Time out of Mind reads much like Shuffle, which--with all due respect to Mr. Broyard, whose slanderous review was widely understood to be the last gasp of an addled old shit--is a very good thing.

Like all of Michaels' finest work, the pages of this new volume reveal wisdom born out of both abstract meditation and unflinching observation. In one entry, inspired by a scientific discussion of the senses, he writes, "Sensation is channeled and selectively denied by higher centers of the brain. To perceive anything is to deny other things. This suggests the physiological basis of irony. All rhetorical forms probably have a physiological basis."

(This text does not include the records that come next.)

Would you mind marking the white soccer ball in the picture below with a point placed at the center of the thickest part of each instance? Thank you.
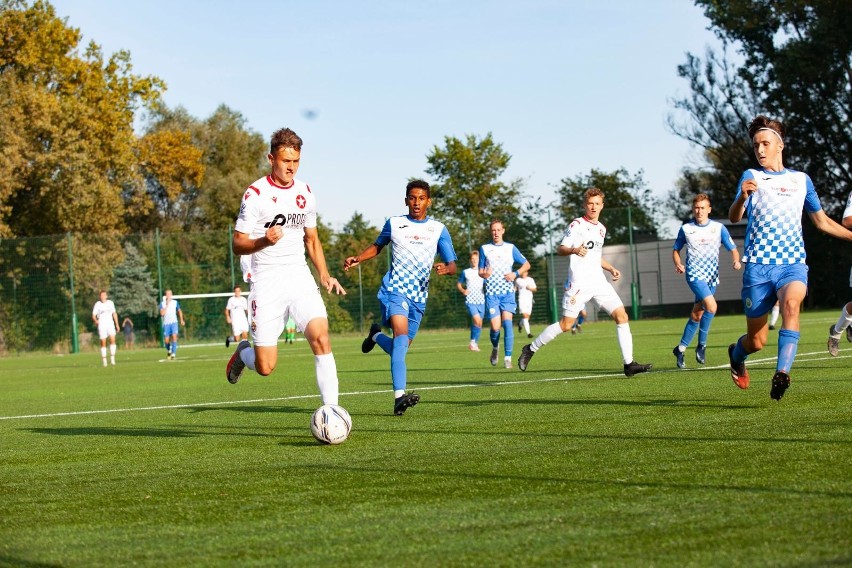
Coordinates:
(331, 424)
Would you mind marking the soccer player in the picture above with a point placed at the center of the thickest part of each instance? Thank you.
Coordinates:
(414, 239)
(702, 238)
(471, 285)
(104, 316)
(772, 198)
(277, 226)
(586, 281)
(525, 285)
(845, 319)
(496, 266)
(171, 313)
(236, 314)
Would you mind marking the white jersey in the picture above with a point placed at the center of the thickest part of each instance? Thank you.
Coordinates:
(103, 311)
(585, 270)
(265, 203)
(525, 287)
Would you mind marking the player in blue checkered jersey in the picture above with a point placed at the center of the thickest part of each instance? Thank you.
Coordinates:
(702, 239)
(772, 198)
(415, 239)
(496, 265)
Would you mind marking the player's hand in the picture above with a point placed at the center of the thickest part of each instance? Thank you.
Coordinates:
(350, 262)
(330, 284)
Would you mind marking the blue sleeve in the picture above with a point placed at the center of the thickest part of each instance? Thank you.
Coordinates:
(517, 256)
(384, 237)
(680, 241)
(812, 204)
(445, 246)
(727, 241)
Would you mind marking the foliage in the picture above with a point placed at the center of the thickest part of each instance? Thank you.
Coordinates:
(621, 191)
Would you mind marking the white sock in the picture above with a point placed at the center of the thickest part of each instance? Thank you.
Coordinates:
(625, 341)
(327, 381)
(550, 333)
(247, 355)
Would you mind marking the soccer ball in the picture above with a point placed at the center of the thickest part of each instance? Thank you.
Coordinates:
(331, 424)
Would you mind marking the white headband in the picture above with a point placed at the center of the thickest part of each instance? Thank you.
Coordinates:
(775, 132)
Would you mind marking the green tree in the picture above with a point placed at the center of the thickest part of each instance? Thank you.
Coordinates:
(621, 191)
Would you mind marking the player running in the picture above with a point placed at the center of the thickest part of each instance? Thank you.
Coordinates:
(586, 281)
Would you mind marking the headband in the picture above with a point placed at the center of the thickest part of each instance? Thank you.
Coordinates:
(773, 131)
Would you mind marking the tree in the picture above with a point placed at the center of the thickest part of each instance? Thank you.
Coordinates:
(66, 126)
(621, 191)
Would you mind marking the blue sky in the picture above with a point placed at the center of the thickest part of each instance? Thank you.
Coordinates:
(564, 86)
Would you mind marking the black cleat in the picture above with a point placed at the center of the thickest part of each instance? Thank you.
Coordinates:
(405, 402)
(368, 343)
(780, 383)
(634, 368)
(524, 358)
(681, 364)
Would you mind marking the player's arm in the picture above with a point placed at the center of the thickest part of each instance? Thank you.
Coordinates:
(313, 247)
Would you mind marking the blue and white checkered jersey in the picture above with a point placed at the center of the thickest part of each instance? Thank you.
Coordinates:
(413, 248)
(473, 283)
(501, 258)
(702, 249)
(774, 211)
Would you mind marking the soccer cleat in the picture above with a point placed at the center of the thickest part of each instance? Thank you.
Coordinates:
(406, 401)
(833, 342)
(235, 367)
(368, 343)
(681, 364)
(634, 368)
(739, 374)
(524, 358)
(780, 382)
(700, 352)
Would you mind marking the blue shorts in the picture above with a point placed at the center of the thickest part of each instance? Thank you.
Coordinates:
(476, 310)
(395, 304)
(701, 289)
(496, 305)
(761, 283)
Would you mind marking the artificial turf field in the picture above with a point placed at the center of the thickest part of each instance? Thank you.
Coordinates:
(568, 464)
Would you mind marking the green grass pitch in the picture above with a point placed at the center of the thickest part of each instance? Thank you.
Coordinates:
(157, 463)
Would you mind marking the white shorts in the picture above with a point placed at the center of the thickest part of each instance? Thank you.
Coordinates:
(575, 298)
(273, 300)
(106, 329)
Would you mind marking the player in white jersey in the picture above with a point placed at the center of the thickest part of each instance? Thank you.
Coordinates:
(525, 285)
(471, 285)
(236, 314)
(702, 239)
(277, 226)
(171, 313)
(844, 322)
(415, 239)
(586, 281)
(105, 318)
(772, 198)
(496, 265)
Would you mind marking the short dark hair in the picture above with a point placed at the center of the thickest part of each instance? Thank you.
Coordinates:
(418, 184)
(285, 138)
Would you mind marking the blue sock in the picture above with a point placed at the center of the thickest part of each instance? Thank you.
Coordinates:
(788, 344)
(385, 342)
(508, 337)
(704, 327)
(739, 355)
(689, 332)
(398, 369)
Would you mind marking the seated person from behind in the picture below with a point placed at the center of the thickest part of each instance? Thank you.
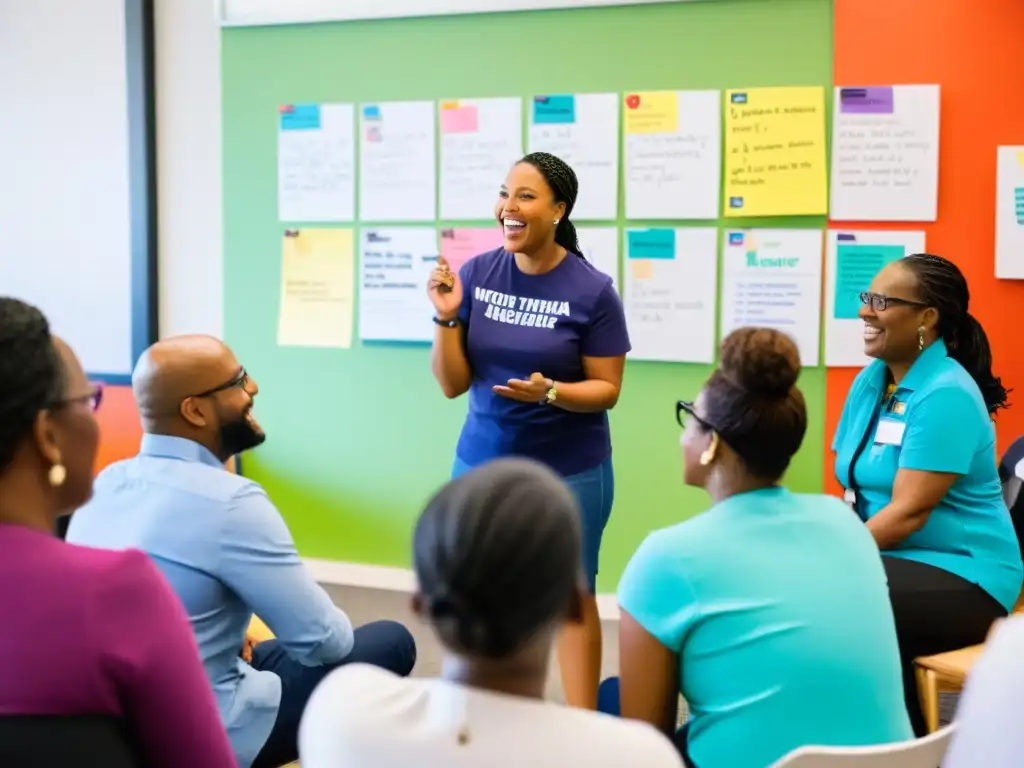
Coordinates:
(498, 559)
(87, 633)
(225, 549)
(768, 612)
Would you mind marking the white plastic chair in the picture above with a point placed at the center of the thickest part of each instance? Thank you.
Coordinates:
(922, 753)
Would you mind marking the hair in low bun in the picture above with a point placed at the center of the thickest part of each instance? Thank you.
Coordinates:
(753, 401)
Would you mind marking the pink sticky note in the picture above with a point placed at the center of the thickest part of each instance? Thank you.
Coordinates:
(460, 120)
(459, 246)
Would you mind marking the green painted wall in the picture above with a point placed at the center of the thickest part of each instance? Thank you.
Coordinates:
(359, 437)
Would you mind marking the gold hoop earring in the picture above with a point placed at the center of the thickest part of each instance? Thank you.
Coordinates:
(709, 455)
(57, 475)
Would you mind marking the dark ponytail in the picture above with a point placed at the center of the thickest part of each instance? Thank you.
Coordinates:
(943, 286)
(564, 187)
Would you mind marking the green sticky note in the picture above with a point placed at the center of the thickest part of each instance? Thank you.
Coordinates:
(856, 265)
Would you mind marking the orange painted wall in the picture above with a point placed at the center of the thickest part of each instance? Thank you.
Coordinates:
(973, 49)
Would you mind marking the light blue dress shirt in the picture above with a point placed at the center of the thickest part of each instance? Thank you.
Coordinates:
(777, 607)
(936, 421)
(227, 553)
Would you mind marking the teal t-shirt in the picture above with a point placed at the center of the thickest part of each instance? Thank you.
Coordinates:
(936, 421)
(778, 608)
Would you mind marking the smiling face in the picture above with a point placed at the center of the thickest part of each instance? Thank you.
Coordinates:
(891, 334)
(526, 210)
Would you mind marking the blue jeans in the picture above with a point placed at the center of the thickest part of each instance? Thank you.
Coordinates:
(607, 702)
(384, 644)
(595, 491)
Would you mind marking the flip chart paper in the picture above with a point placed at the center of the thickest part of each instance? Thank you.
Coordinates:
(673, 154)
(1010, 213)
(480, 140)
(671, 286)
(885, 161)
(394, 266)
(397, 162)
(316, 289)
(459, 246)
(772, 279)
(775, 153)
(600, 247)
(853, 257)
(316, 163)
(583, 130)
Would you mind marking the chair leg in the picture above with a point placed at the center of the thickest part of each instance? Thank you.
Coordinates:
(928, 694)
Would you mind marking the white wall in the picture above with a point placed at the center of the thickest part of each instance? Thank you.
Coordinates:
(188, 173)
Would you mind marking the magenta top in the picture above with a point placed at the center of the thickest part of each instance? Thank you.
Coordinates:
(90, 631)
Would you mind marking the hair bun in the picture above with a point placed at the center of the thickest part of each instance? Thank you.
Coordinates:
(760, 360)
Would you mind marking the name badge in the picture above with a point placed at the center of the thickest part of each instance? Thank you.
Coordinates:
(890, 432)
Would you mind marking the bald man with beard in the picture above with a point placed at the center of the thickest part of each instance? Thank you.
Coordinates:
(225, 549)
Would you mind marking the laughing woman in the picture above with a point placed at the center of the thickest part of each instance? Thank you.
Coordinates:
(915, 451)
(537, 336)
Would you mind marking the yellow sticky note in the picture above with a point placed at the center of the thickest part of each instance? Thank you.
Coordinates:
(775, 153)
(651, 112)
(317, 286)
(642, 268)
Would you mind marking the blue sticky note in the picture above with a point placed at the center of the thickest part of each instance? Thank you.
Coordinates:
(554, 110)
(856, 265)
(300, 118)
(651, 244)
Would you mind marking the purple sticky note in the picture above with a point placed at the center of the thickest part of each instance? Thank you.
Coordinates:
(871, 100)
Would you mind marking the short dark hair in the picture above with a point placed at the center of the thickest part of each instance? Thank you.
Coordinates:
(561, 178)
(753, 402)
(498, 556)
(942, 285)
(31, 373)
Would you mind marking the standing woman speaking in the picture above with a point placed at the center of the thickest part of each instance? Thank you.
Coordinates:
(537, 336)
(915, 452)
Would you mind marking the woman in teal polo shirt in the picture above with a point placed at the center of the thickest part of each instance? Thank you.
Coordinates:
(769, 612)
(915, 452)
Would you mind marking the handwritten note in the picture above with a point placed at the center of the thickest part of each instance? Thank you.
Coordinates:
(394, 267)
(772, 279)
(775, 153)
(480, 140)
(316, 289)
(1010, 213)
(852, 260)
(673, 154)
(316, 163)
(397, 161)
(459, 246)
(583, 130)
(600, 248)
(885, 162)
(670, 292)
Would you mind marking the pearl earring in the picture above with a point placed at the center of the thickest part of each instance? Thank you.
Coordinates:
(57, 475)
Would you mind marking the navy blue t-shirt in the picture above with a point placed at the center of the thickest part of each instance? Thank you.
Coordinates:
(519, 324)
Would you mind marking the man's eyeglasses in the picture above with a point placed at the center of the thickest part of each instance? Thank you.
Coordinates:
(684, 411)
(239, 380)
(93, 399)
(880, 302)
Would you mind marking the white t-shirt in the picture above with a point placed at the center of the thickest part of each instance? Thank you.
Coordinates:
(365, 717)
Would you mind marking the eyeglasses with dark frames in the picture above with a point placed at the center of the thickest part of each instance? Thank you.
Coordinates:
(93, 399)
(684, 411)
(239, 380)
(880, 302)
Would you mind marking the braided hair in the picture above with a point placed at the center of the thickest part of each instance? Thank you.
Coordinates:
(943, 286)
(497, 557)
(31, 373)
(564, 186)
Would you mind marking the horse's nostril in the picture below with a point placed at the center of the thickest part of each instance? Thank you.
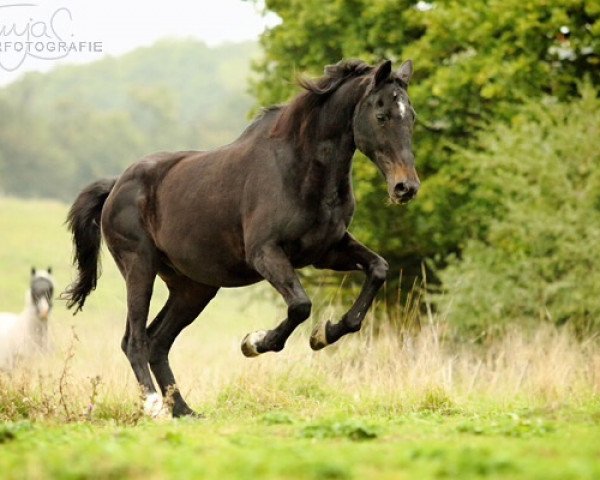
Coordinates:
(401, 189)
(406, 190)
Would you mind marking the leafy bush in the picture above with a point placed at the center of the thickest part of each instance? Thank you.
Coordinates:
(538, 183)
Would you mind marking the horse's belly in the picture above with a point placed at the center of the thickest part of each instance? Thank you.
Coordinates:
(316, 242)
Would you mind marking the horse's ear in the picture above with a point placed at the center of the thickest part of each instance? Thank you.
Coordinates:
(382, 73)
(405, 71)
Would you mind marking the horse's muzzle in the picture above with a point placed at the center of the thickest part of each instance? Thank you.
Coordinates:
(405, 191)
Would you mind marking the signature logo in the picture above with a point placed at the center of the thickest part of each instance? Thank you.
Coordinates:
(28, 31)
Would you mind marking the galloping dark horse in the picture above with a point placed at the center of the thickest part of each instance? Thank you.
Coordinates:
(276, 199)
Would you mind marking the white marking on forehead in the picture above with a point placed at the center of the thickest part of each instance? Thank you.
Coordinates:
(402, 107)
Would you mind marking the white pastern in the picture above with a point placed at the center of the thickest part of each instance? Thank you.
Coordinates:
(154, 406)
(254, 338)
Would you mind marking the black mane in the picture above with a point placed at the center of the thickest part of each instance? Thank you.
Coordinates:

But Time out of Mind is much more than a slew of quasi-aphorisms. Included are detailed notes for unwritten short stories (most of which Michaels disparages, but many of which seem more than viable). There are cameos by some of today's literary giants: Michaels attends a football practice with a young and restless Tom Stoppard, is interrupted at dinner by a phone call from Mary Karr, who announces that she's "gone east just to seduce famous writers," and dances with Raymond Carver's wife at a party in Cupertino, while Carver, "sodden drunk, gloomy and glowering," watches on ("I said goodnight and drove away," writes Michaels, "I won't be in one of Ray's jealous-husband stories."). And there are even a couple of longish set-pieces, the most memorable an artful but exceedingly disturbing treatment of an abortion gone wrong, starring a partial fetus wrapped in paper towels and a hungry house cat.

As you can see, there's something for everybody here. Like Walt Whitman (and this is likely the only grounds for comparison between the two), Michaels contains multitudes.

God bless the folks at Riverhead for aiding and abetting Leonard Michaels' resurrection. The publication of Time out of Mind, and a soon-to-be-released edition of new and collected stories from Mercury House, will broadcast the voice of Michaels to a new generation.

Let's buy the man a new pair of pants, for Christ's sake.